Get Used To The Tighter Security
This is going to be a stressful few weeks for a lot of people: some flying in here for a home or touristic holiday, some flying out to be with Mainland family members.
And if you believe the alarmist stuff you read, you’re going to be showing your all and absorbing X-rays at airport body scanners, or having TSA pat-down inspectors running a hand up your dress, or into your crotch, or squeezing your breasts, or checking your butt.
The fear and indignation factor has gotten ridiculous. As presidential adviser David Axelrod said about an unrelated issue – but it’s apt for this one: “We deal with the world as we find it.”
Right now we find the world populated in a minor but dangerous manner with misguided folks who think blowing up airliners filled with mostly non-engaged, innocent travelers is their sworn duty. They are nut cases, but they do keep inventing new ways to be nuts. We are forced to invent new ways to stop them. First, we had simple metal detectors, then removal of shoes, the explosives hand-sniffers and now the full body scans.

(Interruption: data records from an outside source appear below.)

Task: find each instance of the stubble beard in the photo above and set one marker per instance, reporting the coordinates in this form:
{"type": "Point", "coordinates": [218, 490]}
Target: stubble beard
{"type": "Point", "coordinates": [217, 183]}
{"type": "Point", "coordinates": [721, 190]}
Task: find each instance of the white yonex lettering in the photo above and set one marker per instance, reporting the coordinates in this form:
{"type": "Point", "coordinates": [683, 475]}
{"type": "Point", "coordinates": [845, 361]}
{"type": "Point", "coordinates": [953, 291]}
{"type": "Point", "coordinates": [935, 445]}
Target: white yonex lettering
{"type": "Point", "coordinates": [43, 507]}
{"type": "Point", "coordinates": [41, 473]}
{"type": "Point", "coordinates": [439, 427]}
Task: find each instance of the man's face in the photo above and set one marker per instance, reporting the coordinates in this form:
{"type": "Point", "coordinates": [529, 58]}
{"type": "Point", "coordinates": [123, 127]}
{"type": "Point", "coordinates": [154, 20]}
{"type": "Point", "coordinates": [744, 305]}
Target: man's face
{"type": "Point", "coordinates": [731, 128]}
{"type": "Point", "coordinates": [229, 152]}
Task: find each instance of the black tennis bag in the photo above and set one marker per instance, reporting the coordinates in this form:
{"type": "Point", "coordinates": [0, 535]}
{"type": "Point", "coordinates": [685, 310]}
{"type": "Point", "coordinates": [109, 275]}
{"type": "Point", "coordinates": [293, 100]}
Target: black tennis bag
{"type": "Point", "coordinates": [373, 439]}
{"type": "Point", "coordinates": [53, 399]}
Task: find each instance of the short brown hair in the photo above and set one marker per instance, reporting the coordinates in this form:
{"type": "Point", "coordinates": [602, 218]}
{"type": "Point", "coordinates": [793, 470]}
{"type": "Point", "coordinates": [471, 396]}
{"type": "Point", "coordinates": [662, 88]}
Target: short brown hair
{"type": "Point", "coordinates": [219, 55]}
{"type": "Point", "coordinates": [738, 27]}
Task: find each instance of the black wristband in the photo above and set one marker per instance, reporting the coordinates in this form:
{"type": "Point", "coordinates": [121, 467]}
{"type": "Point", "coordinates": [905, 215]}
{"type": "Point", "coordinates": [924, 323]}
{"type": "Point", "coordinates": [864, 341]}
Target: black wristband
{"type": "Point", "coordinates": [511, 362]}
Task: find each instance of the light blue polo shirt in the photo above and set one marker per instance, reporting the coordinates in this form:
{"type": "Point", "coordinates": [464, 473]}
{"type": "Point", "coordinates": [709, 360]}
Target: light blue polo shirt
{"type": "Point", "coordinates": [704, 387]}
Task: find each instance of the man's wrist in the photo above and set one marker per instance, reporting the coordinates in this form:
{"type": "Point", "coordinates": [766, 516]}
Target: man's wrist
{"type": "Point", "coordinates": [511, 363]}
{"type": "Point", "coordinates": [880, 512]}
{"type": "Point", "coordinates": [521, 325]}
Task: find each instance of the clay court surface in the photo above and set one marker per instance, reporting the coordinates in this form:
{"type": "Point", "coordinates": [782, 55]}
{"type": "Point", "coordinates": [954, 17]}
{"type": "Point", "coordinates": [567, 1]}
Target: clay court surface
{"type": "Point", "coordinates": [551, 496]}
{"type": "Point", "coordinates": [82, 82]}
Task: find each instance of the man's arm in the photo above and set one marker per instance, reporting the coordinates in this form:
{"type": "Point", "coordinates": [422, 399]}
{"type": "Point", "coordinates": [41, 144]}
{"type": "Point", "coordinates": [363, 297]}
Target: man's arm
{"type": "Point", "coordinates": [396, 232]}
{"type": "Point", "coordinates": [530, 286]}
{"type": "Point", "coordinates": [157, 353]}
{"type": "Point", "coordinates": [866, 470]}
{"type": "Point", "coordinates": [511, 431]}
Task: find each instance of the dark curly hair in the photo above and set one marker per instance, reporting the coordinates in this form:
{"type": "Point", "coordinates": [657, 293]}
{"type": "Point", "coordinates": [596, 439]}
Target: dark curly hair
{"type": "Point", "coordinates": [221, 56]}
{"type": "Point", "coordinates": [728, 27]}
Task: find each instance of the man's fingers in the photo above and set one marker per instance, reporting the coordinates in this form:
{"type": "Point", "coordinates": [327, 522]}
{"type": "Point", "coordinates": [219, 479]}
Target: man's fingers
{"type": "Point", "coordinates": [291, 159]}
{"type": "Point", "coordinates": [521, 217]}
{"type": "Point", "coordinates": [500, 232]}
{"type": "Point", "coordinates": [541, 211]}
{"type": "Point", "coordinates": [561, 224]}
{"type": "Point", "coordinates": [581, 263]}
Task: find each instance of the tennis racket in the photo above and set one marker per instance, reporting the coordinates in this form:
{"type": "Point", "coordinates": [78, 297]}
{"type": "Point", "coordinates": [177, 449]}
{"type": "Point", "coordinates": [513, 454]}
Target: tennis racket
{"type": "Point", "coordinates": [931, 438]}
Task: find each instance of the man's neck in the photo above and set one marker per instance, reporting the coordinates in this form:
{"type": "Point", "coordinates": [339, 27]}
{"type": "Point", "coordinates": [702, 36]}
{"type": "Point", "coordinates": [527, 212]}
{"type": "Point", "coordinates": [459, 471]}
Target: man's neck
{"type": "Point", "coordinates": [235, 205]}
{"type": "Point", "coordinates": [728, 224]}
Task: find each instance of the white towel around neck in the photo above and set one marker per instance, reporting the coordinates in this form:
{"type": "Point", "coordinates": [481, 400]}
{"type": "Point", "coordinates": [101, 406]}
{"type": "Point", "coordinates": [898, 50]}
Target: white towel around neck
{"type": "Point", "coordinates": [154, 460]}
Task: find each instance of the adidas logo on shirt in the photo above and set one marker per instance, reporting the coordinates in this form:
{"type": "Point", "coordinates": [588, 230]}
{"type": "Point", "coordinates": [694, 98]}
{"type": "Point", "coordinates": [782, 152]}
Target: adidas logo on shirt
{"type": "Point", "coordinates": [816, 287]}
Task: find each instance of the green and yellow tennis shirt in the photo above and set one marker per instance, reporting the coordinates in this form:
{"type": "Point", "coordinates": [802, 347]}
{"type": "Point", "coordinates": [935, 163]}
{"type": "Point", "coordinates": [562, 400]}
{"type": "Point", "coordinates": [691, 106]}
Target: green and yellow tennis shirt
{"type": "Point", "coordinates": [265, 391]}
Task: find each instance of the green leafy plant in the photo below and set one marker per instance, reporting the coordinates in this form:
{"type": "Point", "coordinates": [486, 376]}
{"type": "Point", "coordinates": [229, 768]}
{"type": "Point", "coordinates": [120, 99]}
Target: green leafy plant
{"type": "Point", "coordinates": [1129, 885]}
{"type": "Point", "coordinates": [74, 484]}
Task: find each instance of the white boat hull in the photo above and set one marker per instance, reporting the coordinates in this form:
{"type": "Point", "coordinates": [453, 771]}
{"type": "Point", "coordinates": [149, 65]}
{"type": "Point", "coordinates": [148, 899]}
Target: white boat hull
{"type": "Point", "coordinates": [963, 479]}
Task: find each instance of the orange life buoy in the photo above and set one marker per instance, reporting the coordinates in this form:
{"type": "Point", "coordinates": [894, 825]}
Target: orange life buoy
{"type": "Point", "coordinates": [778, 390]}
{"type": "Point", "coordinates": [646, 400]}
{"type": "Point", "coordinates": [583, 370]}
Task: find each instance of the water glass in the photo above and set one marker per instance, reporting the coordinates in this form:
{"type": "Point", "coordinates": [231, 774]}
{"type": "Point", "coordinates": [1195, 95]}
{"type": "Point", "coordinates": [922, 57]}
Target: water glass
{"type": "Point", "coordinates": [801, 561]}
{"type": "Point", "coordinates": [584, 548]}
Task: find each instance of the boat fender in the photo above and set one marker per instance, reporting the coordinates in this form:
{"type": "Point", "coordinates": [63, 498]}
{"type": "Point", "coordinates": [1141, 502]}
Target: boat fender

I’m neither afraid nor indignant. I’ve read enough to know the scans won’t give me cancer. I don’t care if somebody’s seeing my genitals on the screen. Americans tend to be a bit too uptight, anyway, about nudity – although some almost get there at Kaimana Beach. People who have metal implants have been going through pat-downs for years. Big deal.
Some activist groups are urging everyone to refuse the body scanners this holiday period and gum up the TSA search sessions. Well, OK, but then many of them will miss their flights. So I say let them gum up! The rest of us will go gleefully through. Apass for pilots and cabin attendants? Hey, think about that Army major who killed all his fellow soldiers at Fort Hood.
It may be true, as search critics say, that the bombers will next work on ways to hide the bad stuff in body cavities. But I figure TSA knows that and already is at work on the next detection system.
I don’t know where this all ends. I do know that body scans, shoe removal and pat-downs are part of – in Mr. Axelrod’s words – dealing with the world as we find it.